While state officials disclosed certain documents to the Rahim family regarding the investigation into the death of Usaamah Rahim, his mother, Rahima, filed for public registration and ultimately sued officials of the State for more information.

In court, the Suffolk County district attorney declined to provide additional information, arguing that certain documents were protected by an investigation exemption in the Massachusetts Public Records Act. The Quick Processing DA also claimed that the remaining documents could not be disclosed as they were “ready” to the state by the FBI on the condition that they were not made public.

Thursday’s ruling touched on several aspects of the lawsuit, the most important of which being that state agencies cannot protect federal documents used in a state investigation of Massachusetts public records laws by claiming that ‘they were “on loan”.

In a 21-page opinion, Judge David Lowy wrote that any document received by a state agency or official should be covered by the state’s public records laws. It doesn’t matter which agency technically owns them.

If each request for public records also required the requester to determine the owner of the records, “then the public would necessarily be stuck in their demand for greater government transparency,” Lowy wrote.

Lawyers for the Massachusetts ACLU, one of the organizations representing Rahima Rahim, said the move was an important step towards greater government accountability.

“If we had a system where documents could be hidden from the public just by calling them ‘on loan’, that would have opened the door to a lot of mischief,” said Matthew Segal, general counsel for the Massachusetts ACLU. “So the most important thing we see today is that the Supreme Court of Justice closes the door on this opportunity for mischief.”

Thursday’s decision, however, did not determine whether or not Rahima Rahim would have access to the documents she had requested. The court determined that 21 of the documents she requested fell under the exemption from investigation under state public records laws and could remain protected.

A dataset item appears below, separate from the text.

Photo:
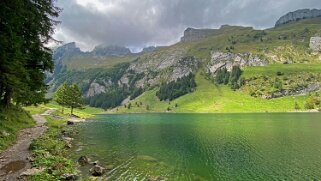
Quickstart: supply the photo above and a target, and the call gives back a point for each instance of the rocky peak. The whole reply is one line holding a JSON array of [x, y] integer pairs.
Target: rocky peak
[[191, 34], [298, 15], [65, 50], [149, 49], [110, 50]]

The judges asked a lower court to decide whether the rest, including FBI documents, also fell under the state’s investigative exemption.

The FBI office in Boston declined a request for comment citing the ongoing litigation. In a statement, District Attorney’s Office Rachael Rollins said the DA is committed to being transparent, “particularly where there are allegations of excessive use of force,” adding that with the new Clarity provided by the High Court, the DA’s office will review the documents and comply with the court’s request to submit the necessary information to the Superior Court.